Before long, it’s a sharp left on North Traverse Trail. Not far beyond is one of the few unmarked turns of the trail. The trail curves right and you can see it leading down to the road. With a leaf covered forest floor, it can appear as if that’s the only option. But behind the big, twisty, knotty tree, North Traverse Trail continues to the left, running above the road.
At the next trail fork, turn right to head down the 12th Ave Hillclimb to the drive through Carkeek. There’s a well worn path along the edge and the next trails are just around the corner.

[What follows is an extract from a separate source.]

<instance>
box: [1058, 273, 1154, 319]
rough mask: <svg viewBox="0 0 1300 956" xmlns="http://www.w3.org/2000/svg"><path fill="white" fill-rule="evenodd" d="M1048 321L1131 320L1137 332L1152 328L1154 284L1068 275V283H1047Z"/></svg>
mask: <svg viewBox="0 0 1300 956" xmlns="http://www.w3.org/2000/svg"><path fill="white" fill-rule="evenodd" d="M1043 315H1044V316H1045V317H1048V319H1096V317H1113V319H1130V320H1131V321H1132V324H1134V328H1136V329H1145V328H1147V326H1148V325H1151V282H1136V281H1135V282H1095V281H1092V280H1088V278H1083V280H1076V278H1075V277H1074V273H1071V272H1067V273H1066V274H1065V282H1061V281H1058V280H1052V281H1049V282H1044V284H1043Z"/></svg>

Follow the stairs up and then the path through the educational garden and behind the Educational Center. Cut through the parking lot and across the drive way to find the top of the unmapped bit of trail.
Once you’re down the stairs, the trail flattens back out and rejoins Pipers Creek Trail. Turn left and head back to the start.
Reversing the loop is pretty straightforward after you’ve run it a time or two—and gives you a different experience of the course. I’ve gotten up to 13+ miles on this loop in one go. I’ve typically avoided loops like the plague, but the variety of the trails makes a big difference.
How do you handle routes when returning from injury?
Do you love or hate loops?
Have you found “hidden gems” of small trail networks near you?